Cinque piani, ogni piano tre appartamenti, in via Serlio a Bologna lo sciopero lo fanno praticamente tutti. Cinquanta persone che hanno deciso assieme di dire basta, almeno per il momento. Ottocento euro circa di canone per appartamento, quasi dodicimila euro al mese per tutto l’edificio. Una scelta politica la loro, perché rivendicata pubblicamente e con una lettera collettiva alla proprietà, ma sopratutto una necessità, visto che arrivare a fine mese è sempre più difficile. Nei 14 appartamenti che hanno deciso di smettere di pagare vive uno spaccato della generazione ultraflessibile e precaria. C’è un giardiniere disoccupato con in tasca una laurea in agraria, un tatuatore, un’educatrice precaria, ci sono lavoratori del settore dello spettacolo, musicisti e insegnanti, esperti di comunicazione. Tutti o quasi travolti dal lockdown, che li ha chiusi in casa e ha tagliato loro le entrate. Contratti a chiamata, prestazioni occasionali, lavoretti in nero. «Forse io sono la più fortunata», racconta una inquilina, insegnante precaria con contratto in scadenza a giugno.
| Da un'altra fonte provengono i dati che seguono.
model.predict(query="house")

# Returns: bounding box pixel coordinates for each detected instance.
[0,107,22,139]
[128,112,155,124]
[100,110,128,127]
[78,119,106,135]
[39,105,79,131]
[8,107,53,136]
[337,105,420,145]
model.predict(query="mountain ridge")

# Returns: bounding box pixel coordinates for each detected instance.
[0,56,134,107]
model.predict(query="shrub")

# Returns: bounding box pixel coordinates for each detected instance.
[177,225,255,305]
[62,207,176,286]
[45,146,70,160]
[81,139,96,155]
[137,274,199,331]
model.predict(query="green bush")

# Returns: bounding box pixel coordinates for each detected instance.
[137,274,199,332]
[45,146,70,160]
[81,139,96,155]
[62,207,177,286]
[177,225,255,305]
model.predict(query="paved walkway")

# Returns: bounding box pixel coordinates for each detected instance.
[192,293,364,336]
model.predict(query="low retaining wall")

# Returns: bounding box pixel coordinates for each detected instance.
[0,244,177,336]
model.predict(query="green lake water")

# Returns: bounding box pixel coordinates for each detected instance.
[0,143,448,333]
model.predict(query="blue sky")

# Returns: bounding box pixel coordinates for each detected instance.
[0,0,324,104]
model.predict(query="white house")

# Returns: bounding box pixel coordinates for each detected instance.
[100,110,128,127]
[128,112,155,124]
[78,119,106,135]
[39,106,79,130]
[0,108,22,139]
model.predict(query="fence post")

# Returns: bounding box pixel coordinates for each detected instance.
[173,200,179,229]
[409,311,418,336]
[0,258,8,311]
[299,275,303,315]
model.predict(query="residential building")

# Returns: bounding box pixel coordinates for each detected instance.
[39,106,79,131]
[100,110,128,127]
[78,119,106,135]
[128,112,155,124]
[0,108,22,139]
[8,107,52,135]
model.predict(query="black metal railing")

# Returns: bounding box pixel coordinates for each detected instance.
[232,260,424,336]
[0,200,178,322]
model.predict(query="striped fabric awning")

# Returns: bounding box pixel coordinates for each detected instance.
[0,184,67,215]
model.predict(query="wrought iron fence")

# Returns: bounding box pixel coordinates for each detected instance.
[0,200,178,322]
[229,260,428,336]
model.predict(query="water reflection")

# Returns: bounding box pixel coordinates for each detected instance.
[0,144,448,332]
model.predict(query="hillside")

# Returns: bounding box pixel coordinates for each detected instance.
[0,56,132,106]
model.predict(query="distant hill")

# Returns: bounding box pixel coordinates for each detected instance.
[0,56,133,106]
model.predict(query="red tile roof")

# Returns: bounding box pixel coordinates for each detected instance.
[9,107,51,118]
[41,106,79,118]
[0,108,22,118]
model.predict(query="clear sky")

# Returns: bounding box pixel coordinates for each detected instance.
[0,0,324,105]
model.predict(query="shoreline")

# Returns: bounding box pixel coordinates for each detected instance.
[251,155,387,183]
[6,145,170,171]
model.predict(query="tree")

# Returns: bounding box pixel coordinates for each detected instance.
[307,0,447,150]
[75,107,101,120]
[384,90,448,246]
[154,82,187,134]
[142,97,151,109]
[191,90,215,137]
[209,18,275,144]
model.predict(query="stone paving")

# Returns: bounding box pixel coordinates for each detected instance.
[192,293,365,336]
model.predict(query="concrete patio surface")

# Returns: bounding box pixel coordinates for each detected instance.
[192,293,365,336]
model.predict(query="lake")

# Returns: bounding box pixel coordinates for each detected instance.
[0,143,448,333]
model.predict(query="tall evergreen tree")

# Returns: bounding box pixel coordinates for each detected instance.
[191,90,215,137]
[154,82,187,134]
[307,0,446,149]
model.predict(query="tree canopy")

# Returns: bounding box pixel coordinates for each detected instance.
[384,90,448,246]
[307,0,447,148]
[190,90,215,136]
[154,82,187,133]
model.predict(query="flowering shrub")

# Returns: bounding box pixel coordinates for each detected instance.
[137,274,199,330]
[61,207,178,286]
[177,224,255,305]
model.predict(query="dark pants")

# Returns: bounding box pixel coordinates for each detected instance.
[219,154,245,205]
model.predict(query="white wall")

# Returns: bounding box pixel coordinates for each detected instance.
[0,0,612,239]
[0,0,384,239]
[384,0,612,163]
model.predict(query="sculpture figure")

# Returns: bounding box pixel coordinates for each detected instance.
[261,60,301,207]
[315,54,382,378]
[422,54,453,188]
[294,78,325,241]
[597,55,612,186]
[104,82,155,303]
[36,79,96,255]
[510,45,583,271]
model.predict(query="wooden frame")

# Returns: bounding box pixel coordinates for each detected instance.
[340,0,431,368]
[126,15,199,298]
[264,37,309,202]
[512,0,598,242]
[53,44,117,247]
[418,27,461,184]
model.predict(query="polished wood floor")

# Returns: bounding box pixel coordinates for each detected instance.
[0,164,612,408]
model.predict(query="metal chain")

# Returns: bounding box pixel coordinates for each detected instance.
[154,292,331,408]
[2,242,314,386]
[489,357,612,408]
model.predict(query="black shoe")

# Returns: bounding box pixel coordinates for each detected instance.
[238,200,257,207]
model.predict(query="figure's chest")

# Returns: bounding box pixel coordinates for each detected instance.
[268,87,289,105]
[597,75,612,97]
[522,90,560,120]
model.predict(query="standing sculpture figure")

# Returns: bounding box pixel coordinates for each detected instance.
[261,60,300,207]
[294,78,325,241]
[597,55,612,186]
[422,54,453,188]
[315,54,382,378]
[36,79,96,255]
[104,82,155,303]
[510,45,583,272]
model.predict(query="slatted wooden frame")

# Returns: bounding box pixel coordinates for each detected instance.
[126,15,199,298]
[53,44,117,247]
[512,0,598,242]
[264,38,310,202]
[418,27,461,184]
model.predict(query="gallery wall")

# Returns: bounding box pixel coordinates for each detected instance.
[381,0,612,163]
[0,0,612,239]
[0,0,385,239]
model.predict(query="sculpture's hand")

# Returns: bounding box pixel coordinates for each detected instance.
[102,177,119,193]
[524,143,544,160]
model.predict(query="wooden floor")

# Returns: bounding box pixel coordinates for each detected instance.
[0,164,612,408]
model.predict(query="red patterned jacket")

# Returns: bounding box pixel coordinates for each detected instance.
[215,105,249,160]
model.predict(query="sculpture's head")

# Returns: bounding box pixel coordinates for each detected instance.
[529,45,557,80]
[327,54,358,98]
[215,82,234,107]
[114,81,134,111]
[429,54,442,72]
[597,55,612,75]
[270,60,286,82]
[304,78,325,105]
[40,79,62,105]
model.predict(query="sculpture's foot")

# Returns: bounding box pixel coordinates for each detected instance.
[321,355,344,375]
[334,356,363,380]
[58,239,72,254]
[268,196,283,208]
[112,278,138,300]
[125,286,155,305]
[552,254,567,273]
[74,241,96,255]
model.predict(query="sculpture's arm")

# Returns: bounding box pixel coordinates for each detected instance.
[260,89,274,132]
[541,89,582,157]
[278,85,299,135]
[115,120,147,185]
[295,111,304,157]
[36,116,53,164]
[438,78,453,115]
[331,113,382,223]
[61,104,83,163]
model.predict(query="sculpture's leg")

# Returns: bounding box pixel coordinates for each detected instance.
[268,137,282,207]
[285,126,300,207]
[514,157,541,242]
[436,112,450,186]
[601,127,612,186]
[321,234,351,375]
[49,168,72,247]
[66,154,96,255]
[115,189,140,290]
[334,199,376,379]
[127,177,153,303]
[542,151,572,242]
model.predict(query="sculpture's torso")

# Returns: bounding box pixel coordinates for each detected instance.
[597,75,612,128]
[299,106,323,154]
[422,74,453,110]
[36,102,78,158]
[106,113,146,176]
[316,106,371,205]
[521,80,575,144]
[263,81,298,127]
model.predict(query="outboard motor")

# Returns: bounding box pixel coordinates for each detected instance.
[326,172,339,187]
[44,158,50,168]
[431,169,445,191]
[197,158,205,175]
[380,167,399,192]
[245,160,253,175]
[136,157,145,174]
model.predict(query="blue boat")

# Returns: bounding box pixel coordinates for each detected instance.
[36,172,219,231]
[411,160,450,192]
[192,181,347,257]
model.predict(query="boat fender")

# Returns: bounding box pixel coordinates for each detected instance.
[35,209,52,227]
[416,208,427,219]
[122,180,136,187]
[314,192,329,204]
«A inizio pandemia abbiamo realizzato che nella fase due per noi non ci sarebbe stato nessun ritorno alla normalità», spiega un abitante del palazzo. Così a inizio aprile tutti gli inquilini hanno inviato una raccomandata alla proprietà, una società immobiliare con sede a Roma, e hanno avviato la trattativa chiedendo la sospensione dell’affitto almeno fino alla fine della crisi. Il dialogo è aperto. Gli inquilini resistenti, sbarcati su facebook con la pagina RentStrike Bolognina, chiedono lo stop alle rate per «oggettiva impossibilità al pagamento e per causa non addebitabile al locatore». Maria Elena, una di loro, la sintetizza così: «Non è certo colpa mia se il mondo si è bloccato. Sarà sparito il lavoro ma il mio diritto alla casa resta».
Il palazzo in sciopero dell’affitto a Bologna è al momento forse l’iniziativa più visibile in mezzo a un mare agitato di iniziative online, assemblee sui social network e sportelli telefonici che nascono nelle grande città di tutta Italia per dare assistenza a chi inizia ad avere problemi con i pagamenti.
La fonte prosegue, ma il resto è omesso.